Small farms play an indispensable role in global food security, particularly in developing countries. In fact, according to the UN Food and Agriculture Organization (FAO), four-fifths of the developing world’s food is a product of small-sized farms. That said, not all smallholder farms are cut from the same cloth and strategies that help shift small farms from subsistence to profit should be considered alongside interventions, like non-farm employment, for those whose farms lack profit-earning potential.
Recognizing that smallholders are less likely to take risks and thus skew towards subsistence, Shenggen Fan (director general of IFPRI), Joanna Brzeska (consultant researcher at IFPRI), Michiel Keyzer (director of the Centre for World Food Studies of the Vrije Universiteit (SOW-VU)), and Alex Halsema (researcher at the Centre for World Food Studies at SOW-VU), offer a set of policy recommendations in their Food Policy Report, From Subsistence to Profit: Transforming Smallholder Farms, to both help smallholder farmers with profit potential undertake more commercial activities as well as guide those who are grappling with the search for employment opportunities off the farm.
According to the authors, it’s important to shift the context in which we view smallholders. It’s not a matter of small versus large farms but rather understanding that the ideal farm size is “a dynamic concept that changes as a country’s overall economy grows and as nonagricultural sectors develop.” To illustrate this, the authors present a typology of various development strategies and interventions.
The authors also offer several policy recommendations to help potentially profitable smallholders meet emerging risks and challenges, including the need to loosen rental market regulations, strengthen smallholder links to input and output markets, and endorse land titling programs. Supporting social safety nets, such as vocational training and conditional and unconditional cash transfer programs, is also important to smallholder success.
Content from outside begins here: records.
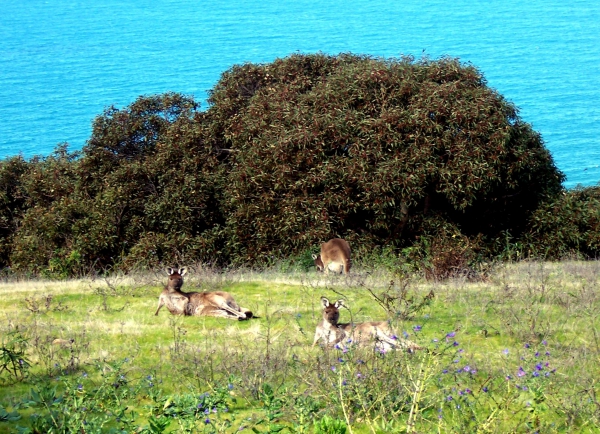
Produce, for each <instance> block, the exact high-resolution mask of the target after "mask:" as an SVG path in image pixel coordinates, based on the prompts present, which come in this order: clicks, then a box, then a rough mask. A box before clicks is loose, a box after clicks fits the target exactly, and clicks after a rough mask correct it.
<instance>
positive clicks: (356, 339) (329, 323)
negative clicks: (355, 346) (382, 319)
mask: <svg viewBox="0 0 600 434" xmlns="http://www.w3.org/2000/svg"><path fill="white" fill-rule="evenodd" d="M321 304H322V305H323V319H322V320H321V322H319V324H318V325H317V330H316V332H315V339H314V341H313V344H312V346H313V347H314V346H315V345H316V343H317V342H318V341H319V339H323V340H324V341H325V344H326V345H327V346H335V345H336V344H338V343H340V342H342V341H343V340H344V339H348V340H349V342H350V343H353V344H355V345H359V346H365V345H368V344H369V343H374V344H375V348H376V349H377V350H379V351H382V352H387V351H390V350H396V349H406V350H407V351H408V352H411V353H412V352H414V351H415V350H420V349H422V347H420V346H419V345H417V344H415V343H414V342H411V341H409V340H406V339H402V338H399V337H396V336H395V335H394V331H393V330H392V328H391V327H390V325H389V323H388V322H387V321H370V322H363V323H359V324H352V323H347V324H339V323H338V321H339V319H340V311H339V308H340V307H342V306H343V305H344V304H343V301H342V300H338V301H336V302H335V303H334V304H331V303H330V302H329V300H328V299H327V297H321Z"/></svg>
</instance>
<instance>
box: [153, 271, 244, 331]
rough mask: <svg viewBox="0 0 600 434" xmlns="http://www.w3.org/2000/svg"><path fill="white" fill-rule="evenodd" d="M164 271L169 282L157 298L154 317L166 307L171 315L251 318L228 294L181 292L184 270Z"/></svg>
mask: <svg viewBox="0 0 600 434" xmlns="http://www.w3.org/2000/svg"><path fill="white" fill-rule="evenodd" d="M166 271H167V274H168V275H169V280H168V281H167V286H166V287H165V289H164V290H163V292H162V293H161V294H160V297H159V298H158V308H157V309H156V312H155V314H154V315H158V312H159V311H160V309H161V307H163V306H166V307H167V309H168V310H169V312H171V313H172V314H173V315H195V316H215V317H219V318H230V319H238V320H245V319H250V318H252V316H253V315H252V312H251V311H249V310H248V309H244V308H241V307H240V306H239V305H238V304H237V303H236V302H235V300H234V298H233V296H232V295H231V294H230V293H228V292H224V291H211V292H183V291H181V287H182V286H183V276H184V275H185V274H186V273H187V269H186V268H181V269H179V270H176V269H174V268H171V267H169V268H167V270H166Z"/></svg>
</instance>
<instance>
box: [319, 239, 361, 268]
mask: <svg viewBox="0 0 600 434" xmlns="http://www.w3.org/2000/svg"><path fill="white" fill-rule="evenodd" d="M312 257H313V259H314V260H315V266H316V267H317V270H319V271H324V272H325V273H326V274H327V273H329V271H333V272H335V273H342V272H343V273H344V274H348V272H349V271H350V267H351V266H352V263H351V261H350V246H349V245H348V243H347V242H346V240H343V239H341V238H334V239H333V240H329V241H327V242H326V243H323V244H322V245H321V254H320V255H318V256H317V255H312Z"/></svg>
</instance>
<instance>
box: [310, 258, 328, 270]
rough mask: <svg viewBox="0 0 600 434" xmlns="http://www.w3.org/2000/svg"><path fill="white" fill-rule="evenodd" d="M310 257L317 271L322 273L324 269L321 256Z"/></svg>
mask: <svg viewBox="0 0 600 434" xmlns="http://www.w3.org/2000/svg"><path fill="white" fill-rule="evenodd" d="M312 257H313V259H314V260H315V267H317V271H323V270H324V269H325V264H323V260H322V259H321V255H312Z"/></svg>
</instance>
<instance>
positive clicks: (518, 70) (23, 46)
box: [0, 0, 600, 188]
mask: <svg viewBox="0 0 600 434" xmlns="http://www.w3.org/2000/svg"><path fill="white" fill-rule="evenodd" d="M317 51H321V52H325V53H329V54H337V53H340V52H353V53H357V54H371V55H374V56H383V57H398V56H400V55H403V54H412V55H414V56H416V57H420V56H422V55H427V56H430V57H432V58H437V57H440V56H443V55H448V56H452V57H458V58H460V59H461V60H462V61H464V62H470V63H472V64H474V65H475V66H477V67H478V68H479V69H480V70H481V71H482V72H483V73H484V74H485V76H486V78H487V80H488V84H489V85H490V86H491V87H493V88H495V89H497V90H498V91H499V92H500V93H501V94H503V95H504V96H505V97H506V98H507V99H509V100H511V101H513V102H514V103H515V104H516V105H517V106H518V107H520V110H521V116H522V118H523V119H524V120H525V121H527V122H529V123H531V124H532V125H533V127H534V129H535V130H537V131H539V132H540V133H541V134H542V137H543V138H544V140H545V143H546V146H547V147H548V148H549V149H550V151H551V152H552V154H553V156H554V159H555V162H556V164H557V166H558V167H559V169H561V170H562V171H563V172H564V173H565V174H566V175H567V177H568V179H567V181H566V183H565V186H566V187H569V188H571V187H574V186H576V185H577V184H582V185H585V186H589V185H596V184H597V183H598V182H599V181H600V1H589V0H585V1H583V0H571V1H568V2H567V1H557V0H543V1H542V0H530V1H514V0H503V1H499V0H488V1H478V0H468V1H467V0H455V1H453V2H449V1H442V0H403V1H390V0H360V1H352V0H346V1H340V0H338V1H332V0H320V1H309V0H293V1H290V0H262V1H252V0H228V1H207V0H152V1H149V0H137V1H127V0H125V1H124V0H95V1H93V2H88V1H76V0H46V1H43V0H20V1H14V0H0V157H1V158H4V157H6V156H11V155H17V154H22V155H23V156H25V157H26V158H29V157H31V156H33V155H48V154H50V153H51V152H52V151H53V149H54V147H55V146H56V145H57V144H58V143H63V142H68V143H69V144H70V149H72V150H74V149H80V148H81V147H82V146H83V145H84V144H85V141H86V140H87V139H88V138H89V135H90V131H91V122H92V120H93V118H94V117H95V116H96V115H98V114H100V113H101V112H102V111H103V110H104V109H105V108H106V107H108V106H111V105H115V106H116V107H119V108H122V107H125V106H127V105H128V104H130V103H131V102H133V101H134V100H135V99H136V98H137V97H138V96H139V95H148V94H157V93H163V92H167V91H176V92H182V93H185V94H188V95H193V96H194V97H196V99H197V100H199V101H202V102H203V106H204V107H206V103H205V102H204V100H205V98H206V92H207V90H208V89H210V88H212V87H213V86H214V84H215V83H216V82H217V80H218V79H219V76H220V74H221V73H222V72H223V71H225V70H227V69H228V68H230V67H231V66H232V65H234V64H238V63H243V62H257V63H260V62H270V61H272V60H273V59H275V58H277V57H285V56H287V55H289V54H291V53H294V52H301V53H313V52H317Z"/></svg>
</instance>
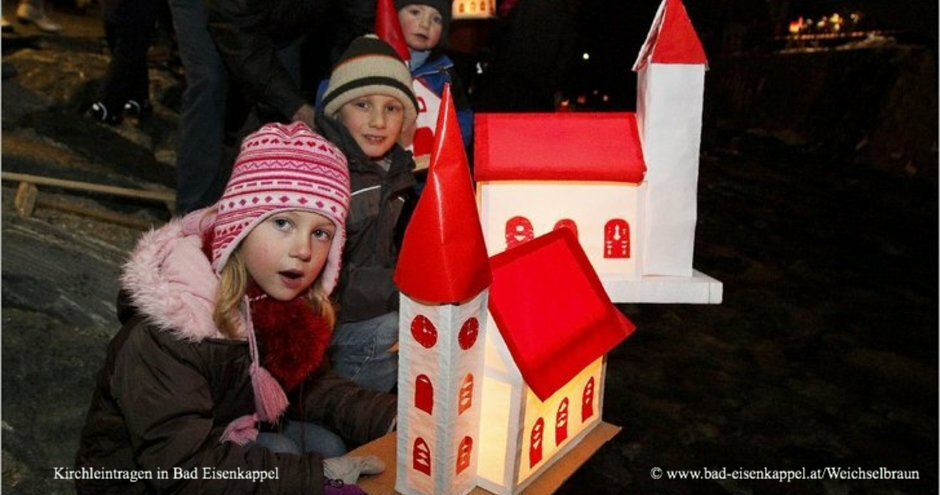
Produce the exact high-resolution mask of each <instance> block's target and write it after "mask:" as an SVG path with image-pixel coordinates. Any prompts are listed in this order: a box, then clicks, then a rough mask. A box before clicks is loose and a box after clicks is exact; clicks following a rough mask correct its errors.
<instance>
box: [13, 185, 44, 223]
mask: <svg viewBox="0 0 940 495" xmlns="http://www.w3.org/2000/svg"><path fill="white" fill-rule="evenodd" d="M38 195H39V189H36V186H34V185H32V184H30V183H29V182H20V185H19V186H17V187H16V198H14V199H13V206H14V207H16V214H17V215H19V216H21V217H25V218H29V217H31V216H33V210H35V209H36V196H38Z"/></svg>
Fickle weather patterns, and climate change in general, disproportionally impact smallholders, particularly due to their limited resource base to absorb such shocks. This makes access to tools such as flexible insurance crucial to managing such threats. The uncertainty wrought by volatile food prices is especially problematic for smallholders because “although some smallholder farmers with marketable surplus stand to profit from rising food prices, the volatility and uncertainty of prices make it difficult for them to take advantage of these opportunities.”
An integrated approach to agriculture, nutrition, and health is another key policy recommendation. As the authors write, “Development efforts over the past several decades have focused on providing an adequate supply of food through improved agricultural productivity, but they have failed to deliver adequate quantities of nutritionally balanced food, especially to poor people.”
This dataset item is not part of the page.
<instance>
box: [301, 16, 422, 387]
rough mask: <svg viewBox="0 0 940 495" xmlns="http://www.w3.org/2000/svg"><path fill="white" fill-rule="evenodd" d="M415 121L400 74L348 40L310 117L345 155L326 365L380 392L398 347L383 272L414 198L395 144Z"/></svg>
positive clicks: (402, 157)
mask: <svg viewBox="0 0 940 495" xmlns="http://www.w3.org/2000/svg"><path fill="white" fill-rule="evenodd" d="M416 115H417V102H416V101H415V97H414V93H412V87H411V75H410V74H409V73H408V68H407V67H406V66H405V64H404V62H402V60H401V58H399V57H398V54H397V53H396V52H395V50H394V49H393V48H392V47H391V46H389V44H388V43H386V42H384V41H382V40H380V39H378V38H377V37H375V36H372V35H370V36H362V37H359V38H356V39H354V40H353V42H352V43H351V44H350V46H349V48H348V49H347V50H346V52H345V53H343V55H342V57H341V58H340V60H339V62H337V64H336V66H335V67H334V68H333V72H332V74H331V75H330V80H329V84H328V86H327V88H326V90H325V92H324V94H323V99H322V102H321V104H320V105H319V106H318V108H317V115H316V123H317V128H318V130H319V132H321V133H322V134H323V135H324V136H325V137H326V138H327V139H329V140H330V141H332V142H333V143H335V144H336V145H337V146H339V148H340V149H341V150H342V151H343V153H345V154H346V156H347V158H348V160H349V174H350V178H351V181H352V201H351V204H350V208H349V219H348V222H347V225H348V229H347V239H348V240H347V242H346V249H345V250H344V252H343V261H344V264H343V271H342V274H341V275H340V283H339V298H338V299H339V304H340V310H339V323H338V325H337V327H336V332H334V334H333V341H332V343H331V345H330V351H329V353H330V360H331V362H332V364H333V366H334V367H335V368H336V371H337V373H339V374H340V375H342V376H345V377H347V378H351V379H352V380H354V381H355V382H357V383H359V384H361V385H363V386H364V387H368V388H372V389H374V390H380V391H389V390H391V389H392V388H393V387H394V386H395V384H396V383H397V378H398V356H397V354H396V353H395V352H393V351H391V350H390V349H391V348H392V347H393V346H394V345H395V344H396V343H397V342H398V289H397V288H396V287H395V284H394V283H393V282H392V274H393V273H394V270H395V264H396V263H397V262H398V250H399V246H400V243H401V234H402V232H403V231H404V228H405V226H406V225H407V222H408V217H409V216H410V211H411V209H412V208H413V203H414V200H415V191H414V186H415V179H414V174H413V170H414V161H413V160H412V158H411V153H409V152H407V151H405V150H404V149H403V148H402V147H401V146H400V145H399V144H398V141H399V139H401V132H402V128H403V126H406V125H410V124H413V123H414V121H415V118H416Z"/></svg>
The authors also emphasize the importance of mechanisms that improve smallholder access to market information and bargaining power, such as producer associations, group lending, and information and communication technologies (ICTs). And, they stress the need for smallholder-friendly forms of financing and investment, since limited access to finance and capital presents another major barrier for smallholders, leaving them particularly vulnerable to shocks.